The Rad-score for each patient presented as a waterfall plot demonstrated significant differences between POC and SOC in both training (P = 0.001) and testing cohorts (P = 0.015) (Fig. 3f–g). The radiomics signature also showed a favorable predictive efficacy, with an AUC of 0.734 in the training cohort (95% CI 0.620–0.847, sensitivity = 51.5%, specificity = 83.7%) and 0.733 in the validation cohort (95% CI 0.549–0.917, sensitivity = 60%, specificity = 89.5%).
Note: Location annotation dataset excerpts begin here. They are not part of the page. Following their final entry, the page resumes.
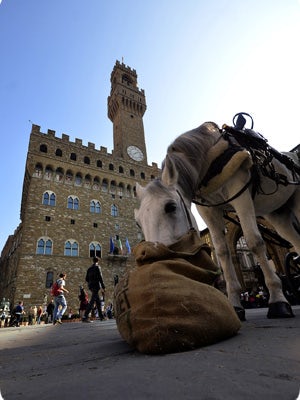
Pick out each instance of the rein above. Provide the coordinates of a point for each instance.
(187, 214)
(199, 203)
(261, 154)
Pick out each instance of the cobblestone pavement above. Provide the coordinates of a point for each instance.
(91, 361)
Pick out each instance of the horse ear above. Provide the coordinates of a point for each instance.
(139, 190)
(169, 173)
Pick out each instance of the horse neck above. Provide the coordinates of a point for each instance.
(194, 163)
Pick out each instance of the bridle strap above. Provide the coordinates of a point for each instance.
(199, 203)
(187, 214)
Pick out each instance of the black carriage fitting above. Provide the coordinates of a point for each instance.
(239, 121)
(280, 309)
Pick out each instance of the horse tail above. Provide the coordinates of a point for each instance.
(296, 224)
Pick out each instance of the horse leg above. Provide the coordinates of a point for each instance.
(286, 221)
(278, 305)
(215, 223)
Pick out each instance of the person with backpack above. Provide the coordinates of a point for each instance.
(18, 312)
(95, 283)
(60, 303)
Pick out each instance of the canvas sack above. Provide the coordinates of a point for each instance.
(168, 304)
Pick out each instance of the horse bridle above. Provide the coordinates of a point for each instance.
(186, 211)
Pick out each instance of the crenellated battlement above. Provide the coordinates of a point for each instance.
(125, 68)
(65, 139)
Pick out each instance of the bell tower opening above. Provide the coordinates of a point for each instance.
(126, 107)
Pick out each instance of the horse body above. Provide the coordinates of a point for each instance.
(165, 213)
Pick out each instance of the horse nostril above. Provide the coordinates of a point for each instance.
(170, 208)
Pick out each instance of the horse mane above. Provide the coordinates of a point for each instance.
(156, 186)
(188, 153)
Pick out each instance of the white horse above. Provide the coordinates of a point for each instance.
(207, 166)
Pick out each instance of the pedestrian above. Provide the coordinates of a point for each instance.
(50, 310)
(59, 299)
(84, 301)
(95, 283)
(19, 312)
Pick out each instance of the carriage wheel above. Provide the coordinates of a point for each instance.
(292, 270)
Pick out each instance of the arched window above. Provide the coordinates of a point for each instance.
(49, 199)
(87, 180)
(78, 179)
(43, 148)
(44, 246)
(114, 211)
(128, 191)
(69, 176)
(96, 183)
(59, 174)
(71, 248)
(121, 189)
(95, 249)
(73, 203)
(38, 170)
(95, 206)
(104, 186)
(48, 172)
(49, 279)
(113, 187)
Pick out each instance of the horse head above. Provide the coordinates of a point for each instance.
(164, 214)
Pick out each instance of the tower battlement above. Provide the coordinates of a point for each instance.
(65, 139)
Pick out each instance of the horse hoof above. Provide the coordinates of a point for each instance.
(280, 309)
(240, 312)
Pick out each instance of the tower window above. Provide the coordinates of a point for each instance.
(43, 148)
(71, 248)
(44, 246)
(114, 211)
(73, 203)
(49, 199)
(95, 249)
(95, 207)
(49, 279)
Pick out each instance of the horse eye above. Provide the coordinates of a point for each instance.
(170, 207)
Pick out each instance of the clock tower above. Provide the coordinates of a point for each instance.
(126, 107)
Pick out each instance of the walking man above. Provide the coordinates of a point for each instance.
(59, 299)
(95, 283)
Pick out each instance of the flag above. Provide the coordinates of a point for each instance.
(127, 246)
(111, 246)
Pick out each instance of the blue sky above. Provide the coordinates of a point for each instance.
(196, 60)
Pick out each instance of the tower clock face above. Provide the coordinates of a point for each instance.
(135, 153)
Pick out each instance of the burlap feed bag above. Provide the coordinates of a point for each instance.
(167, 304)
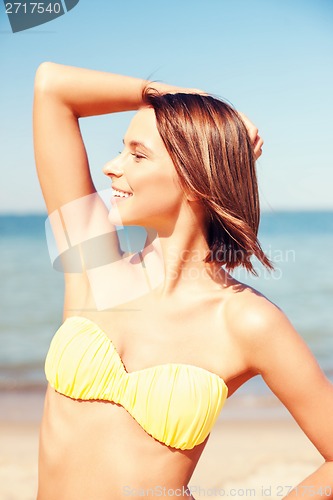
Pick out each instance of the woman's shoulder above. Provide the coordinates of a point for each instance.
(251, 317)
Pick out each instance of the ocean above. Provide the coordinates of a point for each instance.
(299, 243)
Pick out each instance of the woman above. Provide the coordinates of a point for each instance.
(155, 339)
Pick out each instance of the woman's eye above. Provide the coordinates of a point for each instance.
(137, 156)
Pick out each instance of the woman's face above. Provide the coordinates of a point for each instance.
(144, 170)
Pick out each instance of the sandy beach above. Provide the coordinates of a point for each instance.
(255, 450)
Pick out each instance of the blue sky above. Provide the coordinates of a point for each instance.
(272, 59)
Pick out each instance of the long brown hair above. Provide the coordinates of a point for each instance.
(213, 156)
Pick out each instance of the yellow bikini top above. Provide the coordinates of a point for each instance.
(175, 403)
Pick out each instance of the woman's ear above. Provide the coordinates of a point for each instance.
(192, 197)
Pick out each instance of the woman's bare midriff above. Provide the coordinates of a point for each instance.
(95, 450)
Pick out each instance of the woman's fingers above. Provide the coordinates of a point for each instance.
(257, 146)
(252, 130)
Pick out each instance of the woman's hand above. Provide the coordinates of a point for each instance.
(252, 130)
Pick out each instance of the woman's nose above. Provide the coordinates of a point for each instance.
(113, 167)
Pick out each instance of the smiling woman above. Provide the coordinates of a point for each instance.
(134, 390)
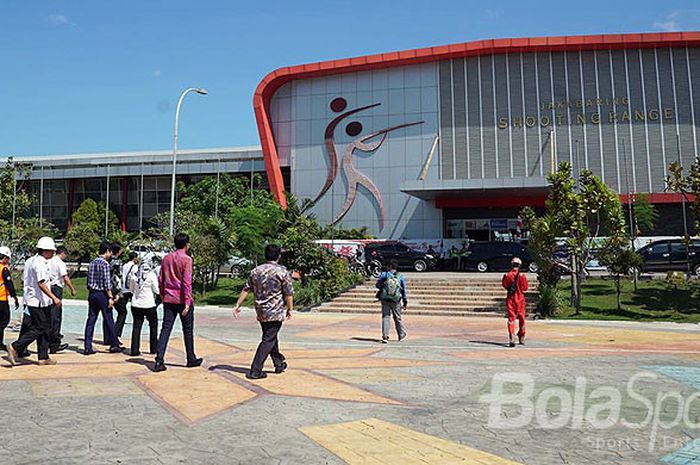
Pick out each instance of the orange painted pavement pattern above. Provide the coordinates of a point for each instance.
(197, 393)
(299, 383)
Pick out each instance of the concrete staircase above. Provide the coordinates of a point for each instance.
(439, 294)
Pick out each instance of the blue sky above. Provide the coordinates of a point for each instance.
(87, 75)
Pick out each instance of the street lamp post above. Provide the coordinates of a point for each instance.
(177, 122)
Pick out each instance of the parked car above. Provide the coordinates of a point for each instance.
(408, 258)
(671, 255)
(236, 266)
(497, 255)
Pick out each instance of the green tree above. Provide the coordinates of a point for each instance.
(621, 261)
(687, 183)
(15, 201)
(87, 230)
(579, 212)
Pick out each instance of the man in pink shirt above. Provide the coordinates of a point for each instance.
(175, 281)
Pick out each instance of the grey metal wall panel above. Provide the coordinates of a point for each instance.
(460, 116)
(624, 134)
(446, 122)
(683, 104)
(639, 144)
(531, 112)
(653, 126)
(517, 126)
(606, 124)
(563, 152)
(663, 57)
(576, 108)
(592, 148)
(694, 60)
(502, 110)
(473, 118)
(488, 117)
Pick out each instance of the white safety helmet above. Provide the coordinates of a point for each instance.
(46, 243)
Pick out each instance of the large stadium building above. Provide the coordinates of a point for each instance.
(441, 142)
(453, 141)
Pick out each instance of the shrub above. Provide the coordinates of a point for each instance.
(547, 302)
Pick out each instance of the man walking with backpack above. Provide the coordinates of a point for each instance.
(392, 293)
(516, 284)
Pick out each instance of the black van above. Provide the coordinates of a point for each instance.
(497, 255)
(671, 255)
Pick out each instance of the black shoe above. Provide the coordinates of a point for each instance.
(59, 348)
(281, 368)
(159, 366)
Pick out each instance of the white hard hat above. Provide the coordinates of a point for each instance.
(46, 243)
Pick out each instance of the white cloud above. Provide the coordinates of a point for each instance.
(679, 20)
(58, 20)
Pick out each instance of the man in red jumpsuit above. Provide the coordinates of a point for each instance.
(516, 284)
The rad-score, CEA, and CA125 were identifed as independent factors to distinguish POC and SOC by logistic regression. Then, we integrated the above factors into a prediction model. As shown in Fig. 4a–b, the combination model outperformed the radiomic features only model and clinical features only model with a greater AUC of 0.854 in training cohort and 0.751 in testing cohort. Finally, a radiomic-based nomogram for individualized differentiation was built by corporating the above radiomic features and 2 clinical factors (Fig. 5a). The total points accumulated by various variables correspond to the predicted probability for a patient. The calibration curve of the radiomics nomogram demonstrated good agreement in both training and validation cohorts. (Fig. 5b–c).